BWE, I'm not following your cost issues at all. Isn't that the case with any company? A car company increases efficiency, so it can lower costs and better compete. Well, they have no money other than what their customers give them. What's the difference?
I got the impression the ins co was doing this to try to lower long term costs - not to create more services that they are charging for? Are you saying they are "offering" this service to companies, and increasing their ins charges? That's not how I read it. The car equivalent would be offering expensive options, and trying to get you to buy up. They do that, but it is different from lowering costs with eff improvements.
Again, I cannot *know* that this practice is beneficial overall. But in general, business don't pursue something unless they at least have something to go on that makes it appear attractive. Of course, companies (and people) make mistakes and use bad judgment, happens all the time. This might be one of them, but as I said, I can't see any reason to dismiss it out of hand.

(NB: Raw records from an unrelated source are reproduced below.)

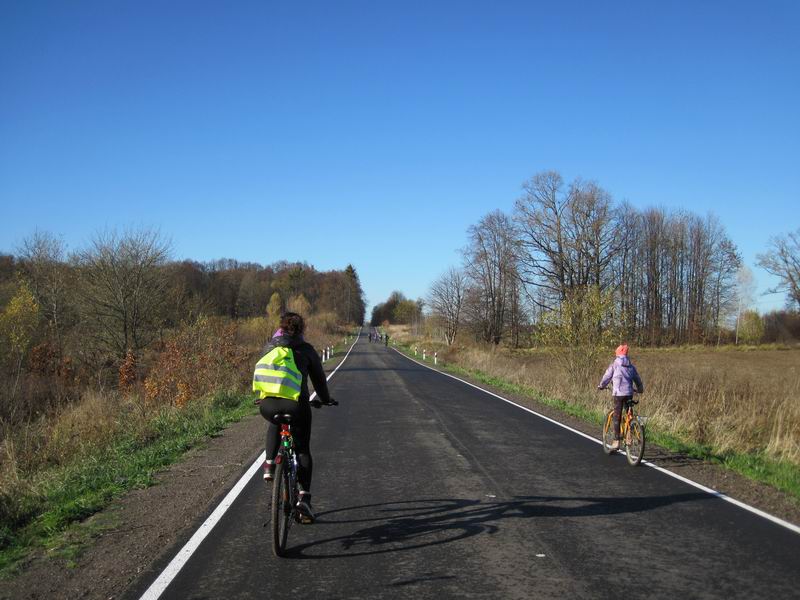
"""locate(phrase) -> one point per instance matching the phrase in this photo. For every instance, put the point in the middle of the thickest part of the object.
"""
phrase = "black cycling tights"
(301, 432)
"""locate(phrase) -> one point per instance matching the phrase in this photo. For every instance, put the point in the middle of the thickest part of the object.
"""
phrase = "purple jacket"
(624, 376)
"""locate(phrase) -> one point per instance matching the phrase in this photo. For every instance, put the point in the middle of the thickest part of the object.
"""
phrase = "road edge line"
(185, 553)
(757, 511)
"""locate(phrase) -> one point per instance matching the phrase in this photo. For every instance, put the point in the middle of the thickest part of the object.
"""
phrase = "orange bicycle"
(631, 433)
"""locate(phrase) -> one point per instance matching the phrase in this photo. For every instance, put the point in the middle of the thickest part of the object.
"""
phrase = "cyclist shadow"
(414, 524)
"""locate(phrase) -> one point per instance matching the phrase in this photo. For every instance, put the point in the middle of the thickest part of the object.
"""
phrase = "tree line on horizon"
(569, 263)
(69, 321)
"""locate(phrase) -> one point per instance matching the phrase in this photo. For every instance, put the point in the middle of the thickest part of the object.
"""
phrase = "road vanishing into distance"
(426, 487)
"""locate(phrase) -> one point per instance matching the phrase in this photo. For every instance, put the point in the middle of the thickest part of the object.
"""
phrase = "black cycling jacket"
(309, 363)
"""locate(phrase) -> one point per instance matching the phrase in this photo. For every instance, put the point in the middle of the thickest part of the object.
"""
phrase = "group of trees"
(80, 314)
(397, 309)
(656, 276)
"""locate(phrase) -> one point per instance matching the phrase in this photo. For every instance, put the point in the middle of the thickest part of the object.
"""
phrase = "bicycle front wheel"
(634, 447)
(608, 432)
(281, 509)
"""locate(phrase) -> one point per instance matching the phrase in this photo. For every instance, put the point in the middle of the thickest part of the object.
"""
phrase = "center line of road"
(699, 486)
(184, 554)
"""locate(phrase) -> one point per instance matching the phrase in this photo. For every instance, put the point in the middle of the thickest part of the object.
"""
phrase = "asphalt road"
(425, 487)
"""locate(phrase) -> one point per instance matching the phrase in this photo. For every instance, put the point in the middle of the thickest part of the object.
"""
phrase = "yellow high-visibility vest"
(277, 375)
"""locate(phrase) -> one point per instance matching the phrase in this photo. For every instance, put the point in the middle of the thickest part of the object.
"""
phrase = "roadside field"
(737, 407)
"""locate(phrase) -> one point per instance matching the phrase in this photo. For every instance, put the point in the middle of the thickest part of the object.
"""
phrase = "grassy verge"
(64, 496)
(783, 475)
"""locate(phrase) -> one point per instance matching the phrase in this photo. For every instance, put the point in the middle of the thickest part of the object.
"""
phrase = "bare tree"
(122, 287)
(446, 299)
(783, 261)
(491, 258)
(43, 262)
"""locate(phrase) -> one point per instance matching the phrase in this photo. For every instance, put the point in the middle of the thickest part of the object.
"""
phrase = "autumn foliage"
(195, 361)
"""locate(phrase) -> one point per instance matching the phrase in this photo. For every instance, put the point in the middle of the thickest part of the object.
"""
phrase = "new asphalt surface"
(425, 487)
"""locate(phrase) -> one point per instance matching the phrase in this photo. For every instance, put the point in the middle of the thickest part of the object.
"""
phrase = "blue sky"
(375, 133)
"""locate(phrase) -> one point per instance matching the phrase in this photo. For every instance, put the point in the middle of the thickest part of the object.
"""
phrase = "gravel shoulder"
(138, 534)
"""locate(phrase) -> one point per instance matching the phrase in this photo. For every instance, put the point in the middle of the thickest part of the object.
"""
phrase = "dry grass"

I agree that it could very well be the case that this causes an increased burden on the doctors, and the ins companies don't have to pay that. In the long run, the customers will, so it might be counter-productive overall. These things happen all the time, in every business. All you can do is push back through whatever means you have. The AMA? The company buying the ins?
Something I've never understood - it is mostly big companies paying for health insurance. So, why don't they get together more to standardize practices and work to lower costs? Just like Rich says, if they have ten different rules, that doesn't help. And if monitoring a patient's medicine usage is a benefit, it should be a benefit for all and standardized.